Sudan: South African Court Asked to Order Bashir's Arrest On Genocide Charges

President Bashir of Sudan, right, with his peers, including, from left Presidents Robert Mugabe and Jacob Zuma.
14 June 2015

Cape Town — A human rights group today asked a South African court to order the arrest of Sudan's President Omar al-Bashir, who is reported to have arrived in the country for the African Union summit being held in Johannesburg.

A representative of the Southern African Litigation Centre (SALC) confirmed to AllAfrica that it had secured a hearing in the North Gauteng High Court on Sunday morning to hear an application for an order that Bashir be arrested.

The development came the day after Senegal's justice minister, Sidiki Kaba, acting in his capacity as head of the legal instrument responsible for the operations of the International Criminal Court (ICC), asked South Africa to arrest Bashir on charges of genocide, crimes against humanity and war crimes against the people of Darfur.

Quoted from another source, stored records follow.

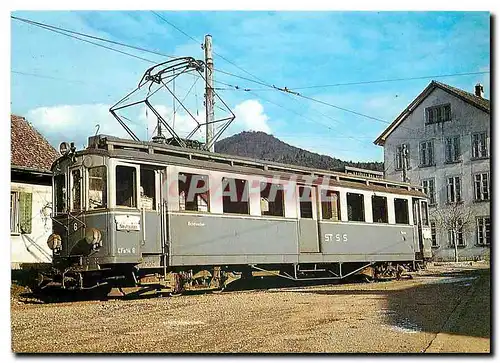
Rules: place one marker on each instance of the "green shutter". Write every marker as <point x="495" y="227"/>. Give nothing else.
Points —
<point x="25" y="200"/>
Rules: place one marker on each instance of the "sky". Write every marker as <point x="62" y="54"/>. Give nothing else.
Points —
<point x="65" y="87"/>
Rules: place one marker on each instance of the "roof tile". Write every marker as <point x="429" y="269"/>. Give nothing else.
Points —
<point x="28" y="147"/>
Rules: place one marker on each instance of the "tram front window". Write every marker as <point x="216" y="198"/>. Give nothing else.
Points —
<point x="60" y="193"/>
<point x="97" y="187"/>
<point x="126" y="186"/>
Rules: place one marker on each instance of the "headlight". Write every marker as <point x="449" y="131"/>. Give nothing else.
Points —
<point x="93" y="237"/>
<point x="54" y="242"/>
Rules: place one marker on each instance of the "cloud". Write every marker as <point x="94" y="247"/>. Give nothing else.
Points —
<point x="250" y="116"/>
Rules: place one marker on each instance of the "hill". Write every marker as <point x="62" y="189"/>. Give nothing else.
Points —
<point x="260" y="145"/>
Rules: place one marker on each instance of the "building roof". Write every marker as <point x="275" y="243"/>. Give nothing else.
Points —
<point x="29" y="149"/>
<point x="476" y="101"/>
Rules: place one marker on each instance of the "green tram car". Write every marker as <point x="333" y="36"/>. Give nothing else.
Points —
<point x="144" y="216"/>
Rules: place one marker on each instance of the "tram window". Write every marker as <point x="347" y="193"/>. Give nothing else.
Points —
<point x="97" y="187"/>
<point x="193" y="192"/>
<point x="76" y="189"/>
<point x="379" y="209"/>
<point x="148" y="189"/>
<point x="272" y="200"/>
<point x="401" y="211"/>
<point x="425" y="214"/>
<point x="330" y="205"/>
<point x="235" y="196"/>
<point x="355" y="207"/>
<point x="126" y="186"/>
<point x="60" y="193"/>
<point x="305" y="195"/>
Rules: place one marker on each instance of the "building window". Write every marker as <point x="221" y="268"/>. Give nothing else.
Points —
<point x="401" y="211"/>
<point x="194" y="194"/>
<point x="330" y="205"/>
<point x="235" y="196"/>
<point x="425" y="213"/>
<point x="453" y="190"/>
<point x="126" y="189"/>
<point x="456" y="237"/>
<point x="272" y="200"/>
<point x="76" y="190"/>
<point x="97" y="187"/>
<point x="401" y="153"/>
<point x="355" y="207"/>
<point x="20" y="212"/>
<point x="483" y="231"/>
<point x="438" y="113"/>
<point x="482" y="186"/>
<point x="430" y="190"/>
<point x="426" y="153"/>
<point x="379" y="209"/>
<point x="479" y="145"/>
<point x="14" y="212"/>
<point x="433" y="235"/>
<point x="60" y="193"/>
<point x="452" y="149"/>
<point x="305" y="196"/>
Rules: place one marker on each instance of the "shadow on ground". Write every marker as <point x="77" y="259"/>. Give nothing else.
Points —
<point x="427" y="306"/>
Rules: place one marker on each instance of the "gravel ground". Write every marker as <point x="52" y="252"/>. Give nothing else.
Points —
<point x="421" y="314"/>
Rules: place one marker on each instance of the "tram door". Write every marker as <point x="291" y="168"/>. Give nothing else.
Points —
<point x="150" y="206"/>
<point x="417" y="224"/>
<point x="308" y="224"/>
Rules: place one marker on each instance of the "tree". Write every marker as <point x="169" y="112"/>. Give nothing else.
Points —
<point x="456" y="219"/>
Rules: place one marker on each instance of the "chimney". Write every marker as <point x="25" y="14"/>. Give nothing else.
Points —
<point x="478" y="90"/>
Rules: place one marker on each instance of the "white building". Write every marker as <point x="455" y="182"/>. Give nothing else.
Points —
<point x="445" y="135"/>
<point x="30" y="195"/>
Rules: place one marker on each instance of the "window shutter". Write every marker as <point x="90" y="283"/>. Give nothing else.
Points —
<point x="456" y="144"/>
<point x="25" y="206"/>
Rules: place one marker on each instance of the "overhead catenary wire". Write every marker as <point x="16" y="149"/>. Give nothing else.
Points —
<point x="53" y="27"/>
<point x="284" y="90"/>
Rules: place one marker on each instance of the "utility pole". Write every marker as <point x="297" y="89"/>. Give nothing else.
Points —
<point x="405" y="163"/>
<point x="209" y="92"/>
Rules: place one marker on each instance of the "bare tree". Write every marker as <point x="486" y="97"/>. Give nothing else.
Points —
<point x="455" y="219"/>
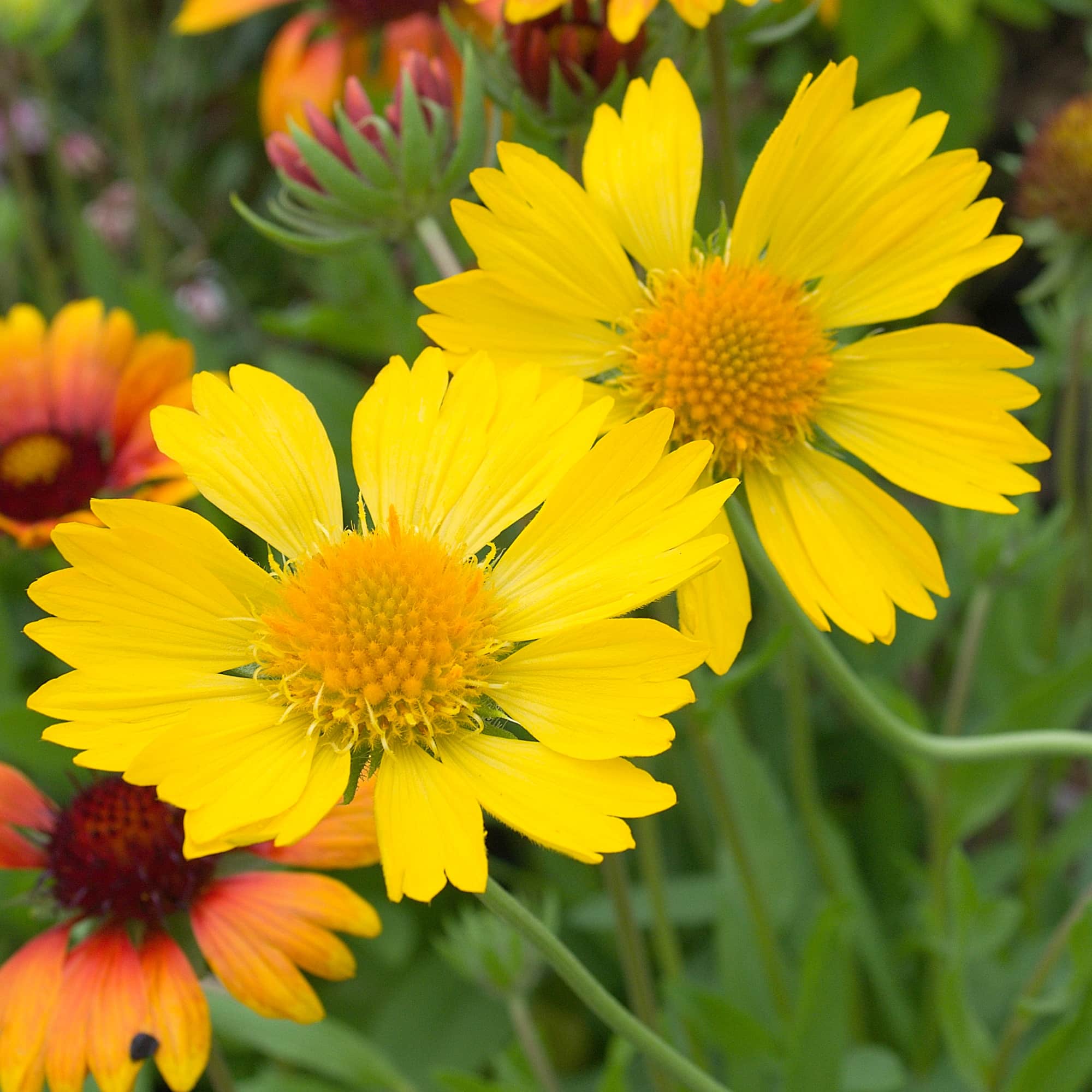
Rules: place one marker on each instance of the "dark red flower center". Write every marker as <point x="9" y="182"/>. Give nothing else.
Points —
<point x="117" y="851"/>
<point x="46" y="476"/>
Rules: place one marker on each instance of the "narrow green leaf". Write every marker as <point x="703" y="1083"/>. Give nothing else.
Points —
<point x="329" y="1049"/>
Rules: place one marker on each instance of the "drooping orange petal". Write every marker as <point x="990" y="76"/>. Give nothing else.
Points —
<point x="251" y="969"/>
<point x="21" y="804"/>
<point x="179" y="1013"/>
<point x="346" y="839"/>
<point x="120" y="1012"/>
<point x="30" y="988"/>
<point x="199" y="17"/>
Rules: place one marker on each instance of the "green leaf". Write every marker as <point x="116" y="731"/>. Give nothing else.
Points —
<point x="470" y="148"/>
<point x="820" y="1036"/>
<point x="872" y="1069"/>
<point x="1062" y="1061"/>
<point x="329" y="1049"/>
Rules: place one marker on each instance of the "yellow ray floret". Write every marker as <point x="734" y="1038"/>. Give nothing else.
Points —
<point x="849" y="220"/>
<point x="244" y="695"/>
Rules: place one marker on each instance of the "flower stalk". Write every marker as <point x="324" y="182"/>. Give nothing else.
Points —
<point x="594" y="994"/>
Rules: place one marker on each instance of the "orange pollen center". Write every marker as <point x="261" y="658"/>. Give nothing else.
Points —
<point x="738" y="353"/>
<point x="385" y="637"/>
<point x="34" y="459"/>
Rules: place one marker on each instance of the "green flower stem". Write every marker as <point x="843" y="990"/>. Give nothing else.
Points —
<point x="870" y="711"/>
<point x="967" y="658"/>
<point x="719" y="40"/>
<point x="219" y="1072"/>
<point x="634" y="956"/>
<point x="121" y="52"/>
<point x="524" y="1025"/>
<point x="1024" y="1010"/>
<point x="592" y="993"/>
<point x="436" y="243"/>
<point x="50" y="284"/>
<point x="650" y="857"/>
<point x="729" y="829"/>
<point x="803" y="768"/>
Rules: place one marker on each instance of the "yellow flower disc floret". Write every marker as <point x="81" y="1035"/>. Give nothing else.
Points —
<point x="382" y="638"/>
<point x="737" y="352"/>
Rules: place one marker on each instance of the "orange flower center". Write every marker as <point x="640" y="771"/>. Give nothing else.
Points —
<point x="382" y="638"/>
<point x="737" y="352"/>
<point x="34" y="460"/>
<point x="117" y="851"/>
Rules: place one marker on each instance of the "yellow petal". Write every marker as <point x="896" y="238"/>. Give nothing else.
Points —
<point x="814" y="113"/>
<point x="715" y="608"/>
<point x="915" y="245"/>
<point x="229" y="764"/>
<point x="566" y="804"/>
<point x="467" y="464"/>
<point x="478" y="313"/>
<point x="259" y="453"/>
<point x="928" y="409"/>
<point x="199" y="17"/>
<point x="179" y="1013"/>
<point x="644" y="170"/>
<point x="601" y="691"/>
<point x="542" y="238"/>
<point x="430" y="827"/>
<point x="618" y="532"/>
<point x="842" y="545"/>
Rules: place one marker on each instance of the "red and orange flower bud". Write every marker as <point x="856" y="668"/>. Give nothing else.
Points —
<point x="429" y="78"/>
<point x="308" y="62"/>
<point x="578" y="41"/>
<point x="1057" y="180"/>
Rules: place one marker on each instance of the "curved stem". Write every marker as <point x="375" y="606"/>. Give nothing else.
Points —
<point x="729" y="829"/>
<point x="1023" y="1016"/>
<point x="436" y="243"/>
<point x="870" y="711"/>
<point x="633" y="955"/>
<point x="594" y="994"/>
<point x="975" y="628"/>
<point x="720" y="62"/>
<point x="524" y="1025"/>
<point x="803" y="769"/>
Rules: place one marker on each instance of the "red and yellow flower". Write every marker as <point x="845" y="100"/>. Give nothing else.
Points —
<point x="109" y="987"/>
<point x="75" y="403"/>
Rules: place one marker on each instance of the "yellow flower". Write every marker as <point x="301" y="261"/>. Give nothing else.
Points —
<point x="406" y="639"/>
<point x="625" y="18"/>
<point x="847" y="221"/>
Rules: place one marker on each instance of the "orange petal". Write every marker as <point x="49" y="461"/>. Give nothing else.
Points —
<point x="179" y="1013"/>
<point x="30" y="988"/>
<point x="118" y="1013"/>
<point x="22" y="805"/>
<point x="253" y="971"/>
<point x="158" y="363"/>
<point x="199" y="17"/>
<point x="346" y="839"/>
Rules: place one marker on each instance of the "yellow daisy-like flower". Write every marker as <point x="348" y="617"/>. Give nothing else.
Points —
<point x="625" y="18"/>
<point x="243" y="695"/>
<point x="848" y="220"/>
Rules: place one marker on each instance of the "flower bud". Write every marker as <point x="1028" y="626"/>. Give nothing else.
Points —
<point x="376" y="174"/>
<point x="578" y="42"/>
<point x="1057" y="179"/>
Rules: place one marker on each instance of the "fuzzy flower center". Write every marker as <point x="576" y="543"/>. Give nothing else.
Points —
<point x="382" y="638"/>
<point x="737" y="353"/>
<point x="117" y="851"/>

There are two outstanding warrants for his arrest arising out of the decade-long conflict in Darfur.

Last month the SALC warned the South African government that if the ICC asked for his arrest, the justice ministry was bound by law immediately to forward the request to a magistrate, who would have to endorse a warrant of arrest.

In a statement issued by the ICC, Kaba called on South Africa - which subscribes to the ICC - "to spare no effort in ensuring the execution of the arrest warrants."

He said that until now South Africa "has always contributed to the strengthening of the court." Bashir has avoided travelling to South Africa in the past, and has attended neither the inauguration of President Jacob Zuma nor the funeral of Nelson Mandela.

His decision to attend the AU summit presents the South African Government with an unprecedented challenge: either to obey a law which as a member of the court it has sworn to uphold, or to defy the law in the interests of solidarity with African leaders who are campaigning for Africa to pull out of the court. Among those leaders are Bashir and President Uhuru Kenyatta, who has in the past faced charges arising out of election violence in Kenya.

In 2009, South Africa's foreign ministry said Bashir would have to be arrested if he came to South Africa. In 2013 Bashir travelled to Nigeria, also a member of the court, for an HIV conference but left the country within 24 hours after an outcry over his presence.

In Saturday's ICC statement, Sidiki Kaba expressed "deep concern about the negative consequences for the court (ICC) in case of non-execution of the warrants by states parties and, in this regard, urges them to respect their obligations to cooperate with the Court."

Kaba is president of the "Assembly of States to the Rome Statute". The statute is the international treaty which established the court and the assembly comprises nations which have signed up to the statute.

Senegal was the first country in the world to subscribe to the statute and Kaba is the first African to head the assembly. One of Africa's most distinguished human rights lawyers, he has defended figures ranging from former president Laurent Gbagbo and Simone Gbagbo of Cote d'Ivoire to Guinea's Alpha Condé and Senegal's Abdoulaye Wade.